Edilizia sovvenzionata

L'edilizia sovvenzionata è costruita a totale carico dello Stato attraverso le Regioni e gli enti locali. Si realizza mediante intervento diretto del Comune o delle aziende territoriali per l'edilizia residenziale. In sostanza si tratta di alloggi meglio conosciuti come edilizia residenziale pubblica (Erp) o case popolari. Per la costruzione di questo tipo di alloggi (e anche per l'edilizia agevolata), le aree individuate vengono acquistate da parte del Comune mediante l'esproprio (legge n. 865/1971, art. 35 e successive modifiche contenute nella legge finanziaria n. 662/1996). È anche possibile attuare interventi di edilizia sovvenzionata al di fuori del Peep, ove questo non sia stato ancora approvato, ma nell'ambito delle aree residenziali previste nel Prg.
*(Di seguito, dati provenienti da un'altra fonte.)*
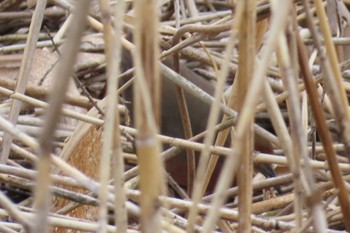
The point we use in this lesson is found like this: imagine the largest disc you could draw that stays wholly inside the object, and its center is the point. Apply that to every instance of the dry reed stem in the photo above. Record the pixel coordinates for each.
(323, 131)
(246, 66)
(111, 138)
(56, 98)
(24, 73)
(276, 211)
(147, 113)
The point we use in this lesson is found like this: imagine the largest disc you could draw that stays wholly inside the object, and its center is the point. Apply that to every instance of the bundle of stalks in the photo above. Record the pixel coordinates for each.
(174, 116)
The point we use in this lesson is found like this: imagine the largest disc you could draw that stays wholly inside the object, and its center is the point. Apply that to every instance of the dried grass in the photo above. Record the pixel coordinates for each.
(290, 69)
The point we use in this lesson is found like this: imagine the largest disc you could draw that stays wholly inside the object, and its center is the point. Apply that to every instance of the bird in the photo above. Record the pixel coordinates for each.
(171, 124)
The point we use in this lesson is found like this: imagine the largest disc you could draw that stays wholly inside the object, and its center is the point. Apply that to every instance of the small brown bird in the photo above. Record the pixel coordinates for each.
(198, 111)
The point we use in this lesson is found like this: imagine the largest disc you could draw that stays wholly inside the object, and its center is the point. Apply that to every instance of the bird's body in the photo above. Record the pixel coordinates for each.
(198, 112)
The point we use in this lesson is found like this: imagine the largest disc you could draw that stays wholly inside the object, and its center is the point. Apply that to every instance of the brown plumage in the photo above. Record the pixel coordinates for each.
(198, 111)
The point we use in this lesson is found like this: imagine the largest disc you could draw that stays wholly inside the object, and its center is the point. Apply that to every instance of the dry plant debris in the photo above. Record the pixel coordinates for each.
(174, 116)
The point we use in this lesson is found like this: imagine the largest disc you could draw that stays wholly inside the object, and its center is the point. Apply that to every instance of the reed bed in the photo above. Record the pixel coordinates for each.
(78, 155)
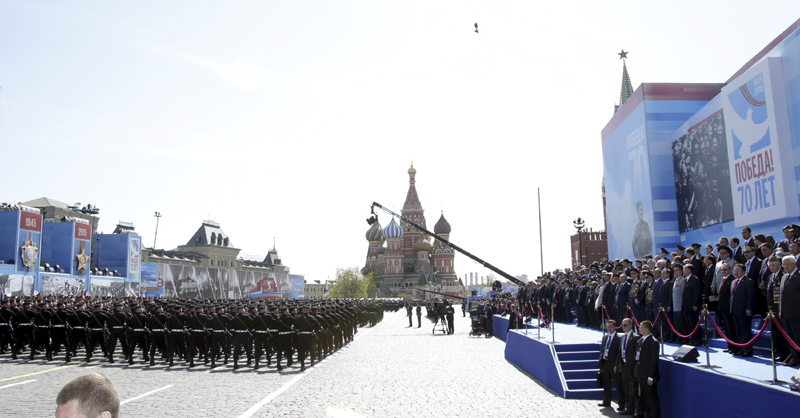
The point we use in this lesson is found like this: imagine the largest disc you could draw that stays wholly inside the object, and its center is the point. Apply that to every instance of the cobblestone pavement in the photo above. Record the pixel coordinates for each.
(388, 371)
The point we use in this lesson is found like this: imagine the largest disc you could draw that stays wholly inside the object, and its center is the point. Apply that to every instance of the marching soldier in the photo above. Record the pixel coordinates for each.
(176, 327)
(261, 334)
(158, 333)
(116, 327)
(79, 332)
(137, 325)
(219, 333)
(283, 341)
(41, 332)
(306, 327)
(240, 326)
(59, 334)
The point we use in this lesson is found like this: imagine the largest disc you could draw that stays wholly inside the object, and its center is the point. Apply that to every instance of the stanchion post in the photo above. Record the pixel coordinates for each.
(539, 318)
(663, 314)
(552, 322)
(774, 380)
(708, 352)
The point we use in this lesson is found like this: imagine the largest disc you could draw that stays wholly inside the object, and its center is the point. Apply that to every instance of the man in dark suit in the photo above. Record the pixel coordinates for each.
(742, 297)
(692, 302)
(789, 310)
(647, 370)
(724, 309)
(626, 366)
(609, 351)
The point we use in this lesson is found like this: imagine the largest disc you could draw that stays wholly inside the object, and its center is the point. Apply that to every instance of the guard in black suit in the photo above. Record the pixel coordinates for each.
(724, 309)
(789, 310)
(742, 297)
(609, 351)
(626, 366)
(647, 370)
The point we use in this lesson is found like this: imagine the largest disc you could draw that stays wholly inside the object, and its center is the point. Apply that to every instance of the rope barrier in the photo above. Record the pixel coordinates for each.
(734, 343)
(696, 328)
(780, 328)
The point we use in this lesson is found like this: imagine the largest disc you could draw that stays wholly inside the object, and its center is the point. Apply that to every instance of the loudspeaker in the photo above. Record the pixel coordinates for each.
(686, 354)
(794, 382)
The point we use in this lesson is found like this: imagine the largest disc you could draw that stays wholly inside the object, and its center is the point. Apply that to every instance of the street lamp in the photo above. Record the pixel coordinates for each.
(158, 217)
(579, 224)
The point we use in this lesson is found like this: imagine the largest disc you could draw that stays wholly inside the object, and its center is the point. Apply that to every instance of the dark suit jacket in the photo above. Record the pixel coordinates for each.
(647, 366)
(613, 352)
(743, 297)
(629, 365)
(754, 273)
(692, 294)
(725, 294)
(790, 298)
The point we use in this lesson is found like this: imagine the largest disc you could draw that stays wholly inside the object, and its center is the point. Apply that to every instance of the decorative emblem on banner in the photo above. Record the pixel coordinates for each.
(82, 259)
(29, 253)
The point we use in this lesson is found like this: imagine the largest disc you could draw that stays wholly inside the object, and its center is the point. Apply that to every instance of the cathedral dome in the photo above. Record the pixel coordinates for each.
(375, 232)
(442, 226)
(393, 230)
(423, 245)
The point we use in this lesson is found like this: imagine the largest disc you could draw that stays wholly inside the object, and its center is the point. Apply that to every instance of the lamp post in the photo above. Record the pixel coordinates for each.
(579, 224)
(158, 217)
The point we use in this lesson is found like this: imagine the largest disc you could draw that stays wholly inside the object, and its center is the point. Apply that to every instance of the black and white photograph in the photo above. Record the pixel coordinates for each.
(702, 175)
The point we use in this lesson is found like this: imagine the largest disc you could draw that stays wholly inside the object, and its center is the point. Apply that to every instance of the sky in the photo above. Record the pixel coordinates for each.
(284, 120)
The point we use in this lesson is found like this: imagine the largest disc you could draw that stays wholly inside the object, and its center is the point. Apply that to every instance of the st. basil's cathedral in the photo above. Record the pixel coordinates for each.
(409, 259)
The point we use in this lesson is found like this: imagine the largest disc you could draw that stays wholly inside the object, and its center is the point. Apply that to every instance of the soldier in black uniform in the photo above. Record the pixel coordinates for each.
(219, 334)
(157, 324)
(116, 327)
(261, 335)
(283, 341)
(59, 335)
(41, 332)
(97, 330)
(306, 327)
(6, 340)
(240, 326)
(176, 326)
(137, 326)
(78, 333)
(197, 336)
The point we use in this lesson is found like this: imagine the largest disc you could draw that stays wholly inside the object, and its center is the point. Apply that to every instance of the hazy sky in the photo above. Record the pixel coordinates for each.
(287, 119)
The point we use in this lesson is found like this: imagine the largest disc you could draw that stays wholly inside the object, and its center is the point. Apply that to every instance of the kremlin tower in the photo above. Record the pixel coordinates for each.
(409, 259)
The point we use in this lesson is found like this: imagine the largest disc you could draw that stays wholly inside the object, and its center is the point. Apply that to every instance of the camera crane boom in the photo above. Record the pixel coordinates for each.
(374, 219)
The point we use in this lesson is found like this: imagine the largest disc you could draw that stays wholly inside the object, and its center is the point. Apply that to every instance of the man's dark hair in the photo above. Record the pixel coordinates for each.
(95, 394)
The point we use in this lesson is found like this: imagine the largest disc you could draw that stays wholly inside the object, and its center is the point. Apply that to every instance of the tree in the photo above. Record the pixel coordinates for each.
(349, 284)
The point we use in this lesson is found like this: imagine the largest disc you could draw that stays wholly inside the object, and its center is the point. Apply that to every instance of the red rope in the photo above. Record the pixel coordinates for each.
(633, 316)
(696, 328)
(780, 328)
(734, 343)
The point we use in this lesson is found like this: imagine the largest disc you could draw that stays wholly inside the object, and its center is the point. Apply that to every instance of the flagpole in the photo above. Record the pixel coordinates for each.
(541, 246)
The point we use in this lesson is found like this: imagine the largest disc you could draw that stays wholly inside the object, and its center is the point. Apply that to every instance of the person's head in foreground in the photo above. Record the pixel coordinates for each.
(89, 396)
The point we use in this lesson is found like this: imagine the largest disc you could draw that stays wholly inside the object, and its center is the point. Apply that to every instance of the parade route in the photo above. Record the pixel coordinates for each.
(387, 371)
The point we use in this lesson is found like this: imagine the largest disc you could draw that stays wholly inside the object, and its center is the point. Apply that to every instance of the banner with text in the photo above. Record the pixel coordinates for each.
(763, 183)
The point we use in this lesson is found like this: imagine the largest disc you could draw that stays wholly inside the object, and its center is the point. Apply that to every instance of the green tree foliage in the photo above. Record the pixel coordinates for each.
(349, 284)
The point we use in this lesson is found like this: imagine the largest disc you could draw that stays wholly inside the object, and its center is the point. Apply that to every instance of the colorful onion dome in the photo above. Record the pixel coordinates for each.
(442, 227)
(375, 232)
(393, 230)
(423, 245)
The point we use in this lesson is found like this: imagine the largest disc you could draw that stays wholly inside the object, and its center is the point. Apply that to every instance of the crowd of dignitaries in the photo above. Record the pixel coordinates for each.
(196, 332)
(736, 279)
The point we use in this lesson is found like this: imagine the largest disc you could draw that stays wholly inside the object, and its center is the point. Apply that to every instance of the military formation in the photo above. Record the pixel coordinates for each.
(197, 332)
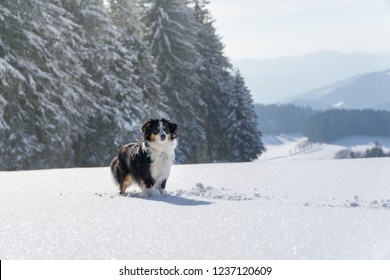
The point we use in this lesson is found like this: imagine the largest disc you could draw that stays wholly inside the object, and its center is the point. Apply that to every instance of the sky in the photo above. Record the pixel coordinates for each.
(263, 29)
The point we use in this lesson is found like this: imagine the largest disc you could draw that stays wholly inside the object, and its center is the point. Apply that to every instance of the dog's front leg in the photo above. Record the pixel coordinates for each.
(162, 186)
(147, 187)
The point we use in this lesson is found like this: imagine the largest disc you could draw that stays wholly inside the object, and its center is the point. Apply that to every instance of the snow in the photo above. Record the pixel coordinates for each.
(269, 209)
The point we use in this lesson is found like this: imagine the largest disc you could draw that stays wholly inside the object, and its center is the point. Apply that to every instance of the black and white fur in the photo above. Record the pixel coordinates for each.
(148, 163)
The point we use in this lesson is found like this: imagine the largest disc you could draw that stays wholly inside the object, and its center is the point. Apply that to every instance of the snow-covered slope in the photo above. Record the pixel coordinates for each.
(296, 147)
(271, 209)
(369, 90)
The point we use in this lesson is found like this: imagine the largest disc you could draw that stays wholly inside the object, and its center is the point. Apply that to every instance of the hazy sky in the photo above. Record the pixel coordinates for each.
(272, 28)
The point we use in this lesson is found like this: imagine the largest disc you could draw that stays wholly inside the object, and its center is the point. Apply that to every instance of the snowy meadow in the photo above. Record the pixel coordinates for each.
(274, 208)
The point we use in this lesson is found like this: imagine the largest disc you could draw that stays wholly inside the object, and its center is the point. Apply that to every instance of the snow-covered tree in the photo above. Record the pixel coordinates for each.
(117, 101)
(171, 34)
(241, 126)
(42, 99)
(126, 16)
(215, 76)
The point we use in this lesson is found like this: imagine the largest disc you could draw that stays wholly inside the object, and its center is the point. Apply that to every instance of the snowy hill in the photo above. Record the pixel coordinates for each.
(276, 80)
(269, 209)
(359, 92)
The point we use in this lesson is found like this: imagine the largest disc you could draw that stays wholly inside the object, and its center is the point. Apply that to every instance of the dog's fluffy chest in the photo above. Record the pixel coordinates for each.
(162, 158)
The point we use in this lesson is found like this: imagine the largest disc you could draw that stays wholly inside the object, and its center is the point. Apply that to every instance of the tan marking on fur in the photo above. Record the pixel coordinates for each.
(153, 137)
(126, 183)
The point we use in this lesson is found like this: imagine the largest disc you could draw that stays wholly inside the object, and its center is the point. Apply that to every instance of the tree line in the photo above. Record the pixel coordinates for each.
(330, 125)
(322, 126)
(79, 77)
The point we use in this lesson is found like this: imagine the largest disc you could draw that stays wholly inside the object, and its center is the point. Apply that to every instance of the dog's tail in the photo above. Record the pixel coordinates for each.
(115, 170)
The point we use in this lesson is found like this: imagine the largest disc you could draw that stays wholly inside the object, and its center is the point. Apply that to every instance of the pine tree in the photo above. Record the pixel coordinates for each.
(126, 16)
(215, 79)
(244, 139)
(171, 34)
(117, 100)
(42, 100)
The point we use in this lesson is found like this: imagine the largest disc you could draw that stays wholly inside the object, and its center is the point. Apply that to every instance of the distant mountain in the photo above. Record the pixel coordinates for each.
(370, 90)
(275, 80)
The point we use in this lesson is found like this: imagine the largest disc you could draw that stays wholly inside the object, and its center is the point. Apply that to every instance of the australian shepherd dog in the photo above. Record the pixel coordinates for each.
(149, 162)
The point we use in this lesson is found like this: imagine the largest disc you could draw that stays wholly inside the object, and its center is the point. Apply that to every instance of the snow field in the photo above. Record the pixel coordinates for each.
(311, 209)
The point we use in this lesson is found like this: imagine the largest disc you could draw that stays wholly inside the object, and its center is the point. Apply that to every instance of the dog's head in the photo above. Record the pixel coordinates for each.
(159, 130)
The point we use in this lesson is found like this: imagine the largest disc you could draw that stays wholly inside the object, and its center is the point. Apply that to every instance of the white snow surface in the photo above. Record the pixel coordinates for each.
(269, 209)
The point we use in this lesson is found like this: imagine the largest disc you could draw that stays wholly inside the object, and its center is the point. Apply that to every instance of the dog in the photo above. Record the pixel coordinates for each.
(149, 162)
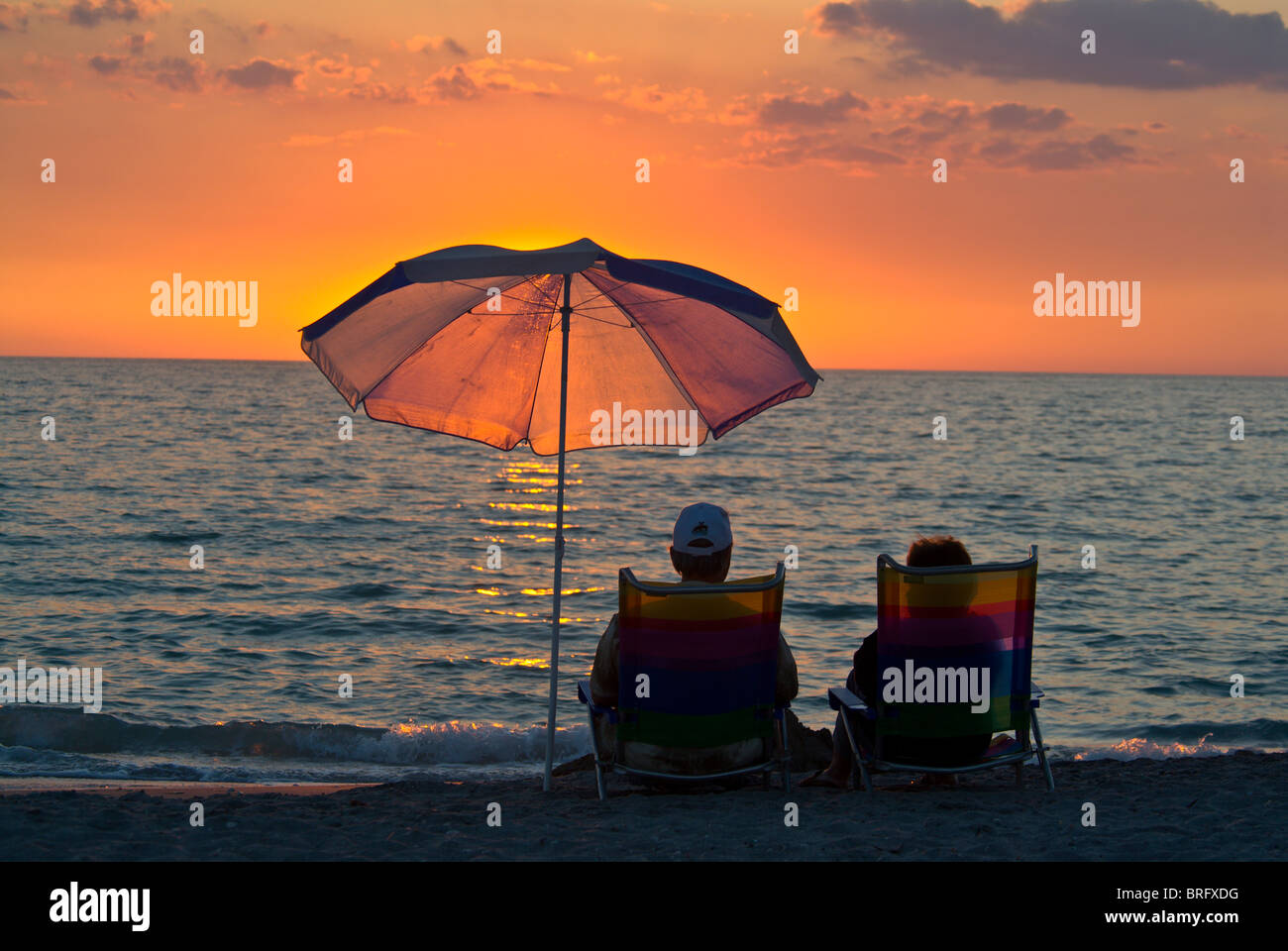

In quest'ultimo caso, è prevista l'assegnazione alle Ater solo del diritto di superficie (legge n. 865/1971, art. 51 e successive modifiche).


Edilizia convenzionata.
L'edilizia convenzionata, viene attuata da operatori privati (imprese di costruzione, cooperative) che si convenzionano col Comune accordandosi soprattutto sul prezzo di cessione (o affitto) degli alloggi da realizzare. È principalmente presente nell'ambito delle lottizzazioni private, in cui i soggetti che realizzano le abitazioni devono spesso sopportare anche gli oneri economici per le opere di urbanizzazione necessarie nella zona.


Edilizia agevolata.

In questa forma di aiuto, lo Stato interviene favorendo la costruzione di alloggi da destinare a prima abitazione. Vengono messi a disposizione una certa quantità di contributi destinati alle singole famiglie, in misura proporzionale al reddito, in conto interessi e a fondo perduto. In pratica lo Stato concede alle famiglie che acquistano la prima casa un mutuo agevolato facendo si che una quota degli interessi siano a carico dello Stato.
In questo tipo di intervento sono le imprese di costruzione a richiedere direttamente i finanziamenti alle Regioni o agli enti locali. Pertanto per accedere a tale tipo di finanziamento è necessario rivolgersi direttamente agli operatori. È possibile rivolgersi ai comuni per avere informazioni sui programmi ammessi ai finanziamenti agevolati, competente è il servizio espropri e Peep del comune.